ALoRE: Efficient Visual Adaptation via Aggregating Low Rank Experts
Sinan Du, Guosheng Zhang, Keyao Wang, Yuanrui Wang, Haixiao Yue, Gang Zhang, Errui Ding, Jingdong Wang, Zhengzhuo Xu, Chun Yuan
TL;DR
ALoRE tackles the challenge of efficiently adapting large vision models by aggregating multiple low-rank experts in a Kronecker-product–based hypercomplex space, forming a multi-branch architecture that decouples learned patterns while keeping parameter growth negligible. The method uses purely linear transformations and sequential re-parameterization to merge into the backbone, avoiding inference latency. Across 24 downstream tasks and multiple backbones, ALoRE consistently outperforms full fine-tuning and existing PETL methods with minimal trainable parameters, and ablations confirm the importance of bottleneck size, expert count, and placement. Visualizations corroborate that different experts specialize in complementary visual cues, supporting the decoupling of features and enhanced adaptation efficiency. The work offers a scalable, practical PETL solution with clear implications for multi-task learning and resource-constrained deployment of large vision models.
Abstract
Parameter-efficient transfer learning (PETL) has become a promising paradigm for adapting large-scale vision foundation models to downstream tasks. Typical methods primarily leverage the intrinsic low rank property to make decomposition, learning task-specific weights while compressing parameter size. However, such approaches predominantly manipulate within the original feature space utilizing a single-branch structure, which might be suboptimal for decoupling the learned representations and patterns.
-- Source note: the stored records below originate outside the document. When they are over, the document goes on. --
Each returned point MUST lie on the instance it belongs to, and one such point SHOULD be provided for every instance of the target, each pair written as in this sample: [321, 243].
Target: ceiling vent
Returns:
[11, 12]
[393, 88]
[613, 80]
In this paper, we propose ALoRE, a novel PETL method that reuses the hypercomplex parameterized space constructed by Kronecker product to Aggregate Low Rank Experts using a multi-branch paradigm, disentangling the learned cognitive patterns during training. Thanks to the artful design, ALoRE maintains negligible extra parameters and can be effortlessly merged into the frozen backbone via re-parameterization in a sequential manner, avoiding additional inference latency. We conduct extensive experiments on 24 image classification tasks using various backbone variants. Experimental results demonstrate that ALoRE outperforms the full fine-tuning strategy and other state-of-the-art PETL methods in terms of performance and parameter efficiency. For instance, ALoRE obtains 3.06% and 9.97% Top-1 accuracy improvement on average compared to full fine-tuning on the FGVC datasets and VTAB-1k benchmark by only updating 0.15M parameters.